Linux: Centos 7 macOS: Mojave (10.14.1)

Installation and dependences

The software/tools below should be installed and added to your system’s `PATH` so that it can be invoked from the command line.

bbmap v35.85 https://archive.jgi.doe.gov/data-and-tools/software-tools/bbtools/bb-tools-user-guide/installation-guide/

fastqc v0.11.8 https://github.com/s-andrews/FastQC

bowtie2 v2.4.5 https://github.com/BenLangmead/bowtie2/releases

samtools v1.19.2 https://github.com/samtools/samtools/releases/

bedtools v2.30.0 https://github.com/arq5x/bedtools2/releases

SMARTcleaner-master v1.0 https://github.com/dzhaobio/SMARTcleaner

seqkit v2.1.0 https://bioinf.shenwei.me/seqkit/

The installation time for tools above should be no more than 1 hour.

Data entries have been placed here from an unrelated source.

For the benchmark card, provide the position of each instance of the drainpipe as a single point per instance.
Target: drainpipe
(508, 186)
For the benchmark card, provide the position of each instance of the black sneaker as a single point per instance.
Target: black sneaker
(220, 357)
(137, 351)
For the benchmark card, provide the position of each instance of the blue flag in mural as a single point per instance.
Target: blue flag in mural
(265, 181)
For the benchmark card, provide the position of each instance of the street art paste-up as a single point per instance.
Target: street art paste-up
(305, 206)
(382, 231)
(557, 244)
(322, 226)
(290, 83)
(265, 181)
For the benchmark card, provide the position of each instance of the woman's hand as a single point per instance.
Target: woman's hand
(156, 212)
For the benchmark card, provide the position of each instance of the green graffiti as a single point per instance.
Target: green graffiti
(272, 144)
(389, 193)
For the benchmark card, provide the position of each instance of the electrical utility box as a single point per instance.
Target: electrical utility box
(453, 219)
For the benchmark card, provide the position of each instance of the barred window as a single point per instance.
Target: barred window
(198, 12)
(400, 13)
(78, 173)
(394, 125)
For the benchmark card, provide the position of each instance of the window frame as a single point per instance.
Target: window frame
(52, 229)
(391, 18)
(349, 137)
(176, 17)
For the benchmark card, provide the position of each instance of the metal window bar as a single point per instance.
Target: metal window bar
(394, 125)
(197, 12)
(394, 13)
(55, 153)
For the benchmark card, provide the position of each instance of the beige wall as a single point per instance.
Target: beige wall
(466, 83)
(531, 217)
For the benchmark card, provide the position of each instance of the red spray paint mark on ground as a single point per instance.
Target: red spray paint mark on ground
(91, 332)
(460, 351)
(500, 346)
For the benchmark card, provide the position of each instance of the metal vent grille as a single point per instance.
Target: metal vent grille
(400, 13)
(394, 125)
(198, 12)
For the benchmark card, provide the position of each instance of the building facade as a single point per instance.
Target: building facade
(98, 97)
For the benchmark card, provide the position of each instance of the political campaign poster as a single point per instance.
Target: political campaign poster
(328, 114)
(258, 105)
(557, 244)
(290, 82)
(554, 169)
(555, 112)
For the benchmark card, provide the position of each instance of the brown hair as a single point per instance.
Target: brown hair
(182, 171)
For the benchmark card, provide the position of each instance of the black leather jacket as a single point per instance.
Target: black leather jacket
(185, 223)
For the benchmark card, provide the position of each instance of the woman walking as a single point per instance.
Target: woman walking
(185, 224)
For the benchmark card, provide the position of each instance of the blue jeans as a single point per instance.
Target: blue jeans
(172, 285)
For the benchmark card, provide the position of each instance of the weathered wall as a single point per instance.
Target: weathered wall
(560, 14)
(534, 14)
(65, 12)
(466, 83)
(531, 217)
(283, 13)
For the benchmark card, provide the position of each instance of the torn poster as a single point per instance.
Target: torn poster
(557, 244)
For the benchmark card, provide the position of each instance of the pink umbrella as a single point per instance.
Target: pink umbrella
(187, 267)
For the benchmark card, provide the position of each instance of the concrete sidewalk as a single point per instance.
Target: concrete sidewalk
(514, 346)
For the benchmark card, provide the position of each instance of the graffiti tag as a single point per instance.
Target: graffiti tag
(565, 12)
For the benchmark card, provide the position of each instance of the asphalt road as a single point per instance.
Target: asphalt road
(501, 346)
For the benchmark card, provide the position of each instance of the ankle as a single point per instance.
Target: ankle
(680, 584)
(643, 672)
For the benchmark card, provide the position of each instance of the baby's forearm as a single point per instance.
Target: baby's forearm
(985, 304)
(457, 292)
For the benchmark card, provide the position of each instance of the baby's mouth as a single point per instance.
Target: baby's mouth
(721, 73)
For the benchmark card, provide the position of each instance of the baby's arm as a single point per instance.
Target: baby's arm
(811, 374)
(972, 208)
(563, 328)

MEME-suit v5.3.3 #Please follow the instructions of the MEME suite via its website at http://meme-suite.org

Dependences for MEME-suit v5.3.3

perl v5.18.2 https://www.cpan.org/src/

ghostscript v9.52 https://ghostscript.com/releases/

automake v1.15 https://ftp.gnu.org/gnu/automake/

autoconf v2.69 https://www.gnu.org/software/autoconf/

python v3.5.2 https://www.python.org/downloads/release/python-352/

zlib v1.2.11 https://github.com/jrmwng/zlib-1.2.11

jdk v1.8.0-101 https://www.oracle.com/java/technologies/javase/javase8-archive-downloads.html

zlib v1.2.11 https://github.com/jrmwng/zlib-1.2.11

xz v5.2.3 https://github.com/tukaani-project/xz/releases

lzma v4.32.7 https://sourceforge.net/projects/lzma/

Depending on the environment of the system, the installation time for MEME-suite can be from less than 1 hour to about 3 hours.

Usage

install the dependences
Download the scripts and the demo dataset. Place them in the work directory
Keep the demo dataset in work/demo/
To deplete human sequence contamination (optional), please download the hg19_main_mask_ribo_animal_allplant_allfungus.fa.gz file at https://zenodo.org/records/1208052 and place it in the work/demo folder with the demo reads.
Modify trim.sh with ${path_to_your_bbmap}
Run the scripts in the following order:

1) trim reads

# RAM >= 50G is required. For real PT-seq dataset, we recommond thread >= 10.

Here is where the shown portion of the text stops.